Selling, General and Administrative expenses were $185.4 million in the second quarter of 2012, which includes a $5.1 million step-up in stock based compensation expenses related to the acquisition of Legacy Valeant. Excluding the step-up in stock based compensation, SG&A was approximately 22% of revenue. Research and Development expenses were $17.7 million in the second quarter of 2011, or approximately 2% of revenue.

2012 Guidance

The Company is updating its previous Cash EPS guidance and is increasing Cash EPS to $4.55 to $4.75 (or $4.18 to $4.38 excluding one-time items) in 2012, up from prior guidance of $4.45 to $4.70, and maintaining prior guidance of total revenue in the range of $3.4 to $3.6 billion and adjusted cash flow from operations of greater than $1.4 billion.
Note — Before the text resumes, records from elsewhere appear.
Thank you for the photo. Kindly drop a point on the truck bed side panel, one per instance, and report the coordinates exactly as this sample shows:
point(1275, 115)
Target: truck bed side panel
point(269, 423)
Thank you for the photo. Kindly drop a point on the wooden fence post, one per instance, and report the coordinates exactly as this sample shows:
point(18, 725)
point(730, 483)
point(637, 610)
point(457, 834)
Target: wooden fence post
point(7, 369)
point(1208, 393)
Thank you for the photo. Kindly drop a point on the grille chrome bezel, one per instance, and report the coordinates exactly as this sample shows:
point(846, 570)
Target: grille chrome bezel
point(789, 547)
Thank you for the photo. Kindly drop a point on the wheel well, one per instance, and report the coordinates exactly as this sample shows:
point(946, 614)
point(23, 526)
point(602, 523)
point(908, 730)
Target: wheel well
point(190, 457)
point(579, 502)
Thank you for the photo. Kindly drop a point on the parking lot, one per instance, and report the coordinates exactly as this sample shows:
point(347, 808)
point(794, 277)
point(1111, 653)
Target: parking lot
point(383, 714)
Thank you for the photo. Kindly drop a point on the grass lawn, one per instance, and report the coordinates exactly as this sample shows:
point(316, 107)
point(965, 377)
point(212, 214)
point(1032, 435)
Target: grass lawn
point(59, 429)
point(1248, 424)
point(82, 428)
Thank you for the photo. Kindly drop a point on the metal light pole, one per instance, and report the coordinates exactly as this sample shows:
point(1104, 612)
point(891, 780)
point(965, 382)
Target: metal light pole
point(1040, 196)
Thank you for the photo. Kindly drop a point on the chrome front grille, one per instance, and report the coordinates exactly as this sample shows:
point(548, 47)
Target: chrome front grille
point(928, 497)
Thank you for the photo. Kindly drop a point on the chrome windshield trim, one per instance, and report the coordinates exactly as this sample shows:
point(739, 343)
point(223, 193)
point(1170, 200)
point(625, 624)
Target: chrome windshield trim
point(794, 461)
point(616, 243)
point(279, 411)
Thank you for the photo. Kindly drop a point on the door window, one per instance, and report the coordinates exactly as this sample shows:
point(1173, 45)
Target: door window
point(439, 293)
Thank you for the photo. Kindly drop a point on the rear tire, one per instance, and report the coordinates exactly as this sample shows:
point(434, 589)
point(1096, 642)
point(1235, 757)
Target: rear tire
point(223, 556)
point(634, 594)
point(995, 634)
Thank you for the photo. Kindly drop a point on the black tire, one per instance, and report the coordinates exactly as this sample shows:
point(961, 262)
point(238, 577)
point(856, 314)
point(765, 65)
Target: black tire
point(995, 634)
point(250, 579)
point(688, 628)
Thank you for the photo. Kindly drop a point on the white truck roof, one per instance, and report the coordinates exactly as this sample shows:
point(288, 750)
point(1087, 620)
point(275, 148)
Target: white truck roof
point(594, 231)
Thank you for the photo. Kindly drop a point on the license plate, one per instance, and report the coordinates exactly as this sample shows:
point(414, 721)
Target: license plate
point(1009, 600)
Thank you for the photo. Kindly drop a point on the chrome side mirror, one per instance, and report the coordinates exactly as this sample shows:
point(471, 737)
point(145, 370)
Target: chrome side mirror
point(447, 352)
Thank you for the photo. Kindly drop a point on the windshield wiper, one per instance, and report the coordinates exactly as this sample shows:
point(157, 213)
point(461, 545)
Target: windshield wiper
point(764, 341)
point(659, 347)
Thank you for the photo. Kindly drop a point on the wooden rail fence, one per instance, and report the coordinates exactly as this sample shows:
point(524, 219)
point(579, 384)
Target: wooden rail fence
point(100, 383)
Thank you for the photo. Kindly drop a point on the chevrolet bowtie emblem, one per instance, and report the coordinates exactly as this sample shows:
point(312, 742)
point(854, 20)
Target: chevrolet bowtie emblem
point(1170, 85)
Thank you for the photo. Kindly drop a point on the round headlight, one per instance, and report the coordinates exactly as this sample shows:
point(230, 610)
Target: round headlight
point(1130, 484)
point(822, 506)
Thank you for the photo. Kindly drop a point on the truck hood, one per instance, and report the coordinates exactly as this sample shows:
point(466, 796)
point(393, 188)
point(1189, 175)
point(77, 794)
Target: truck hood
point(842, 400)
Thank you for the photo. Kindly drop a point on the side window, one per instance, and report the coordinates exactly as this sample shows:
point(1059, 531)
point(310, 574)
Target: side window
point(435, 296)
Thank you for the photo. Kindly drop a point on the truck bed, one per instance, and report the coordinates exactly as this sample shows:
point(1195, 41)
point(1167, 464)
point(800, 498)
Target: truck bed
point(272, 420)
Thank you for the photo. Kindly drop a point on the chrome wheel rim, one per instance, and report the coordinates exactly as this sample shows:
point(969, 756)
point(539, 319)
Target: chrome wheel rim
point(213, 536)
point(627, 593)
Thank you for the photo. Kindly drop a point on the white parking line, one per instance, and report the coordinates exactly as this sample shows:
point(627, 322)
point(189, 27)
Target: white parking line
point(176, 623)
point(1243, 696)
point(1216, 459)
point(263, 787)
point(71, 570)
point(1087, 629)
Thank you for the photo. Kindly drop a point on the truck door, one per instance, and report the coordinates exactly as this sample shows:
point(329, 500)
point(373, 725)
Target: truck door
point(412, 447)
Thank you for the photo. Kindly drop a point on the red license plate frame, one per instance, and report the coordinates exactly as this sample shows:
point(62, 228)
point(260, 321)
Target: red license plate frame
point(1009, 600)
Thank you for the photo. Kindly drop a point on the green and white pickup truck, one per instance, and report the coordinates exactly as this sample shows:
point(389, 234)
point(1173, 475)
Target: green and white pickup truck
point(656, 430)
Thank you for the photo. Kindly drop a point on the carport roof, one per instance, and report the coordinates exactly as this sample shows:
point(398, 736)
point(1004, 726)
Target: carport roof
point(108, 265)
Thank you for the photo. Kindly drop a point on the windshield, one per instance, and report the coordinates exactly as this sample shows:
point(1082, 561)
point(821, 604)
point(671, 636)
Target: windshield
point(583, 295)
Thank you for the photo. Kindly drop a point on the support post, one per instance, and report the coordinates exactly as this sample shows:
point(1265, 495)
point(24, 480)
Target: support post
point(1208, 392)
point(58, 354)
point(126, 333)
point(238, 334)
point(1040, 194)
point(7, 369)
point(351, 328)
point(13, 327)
Conference Call and Webcast Information

The Company will host a conference call and a live Internet webcast along with a slide presentation today at 8:00 a.m. ET (5:00 a.m. PT), August 2, 2012 to discuss its second quarter financial results for 2012. The dial-in number to participate on this call is (877) 876-8393, confirmation code 10552994. International callers should dial (973) 200-3961, confirmation code 10552994. A replay will be available approximately two hours following the conclusion of the conference call through August 8, 2012 and can be accessed by dialing (855) 859-2056, or (404) 537-3406, confirmation code 10552994. The live webcast of the conference call may be accessed through the investor relations section of the Company’s corporate website at www.valeant.com.

About Valeant

Valeant Pharmaceuticals International, Inc. (NYSE/TSX:VRX) is a multinational specialty pharmaceutical company that develops, manufactures and markets a broad range of pharmaceutical products primarily in the areas of dermatology, neurology and branded generics. More information about Valeant can be found at www.valeant.com.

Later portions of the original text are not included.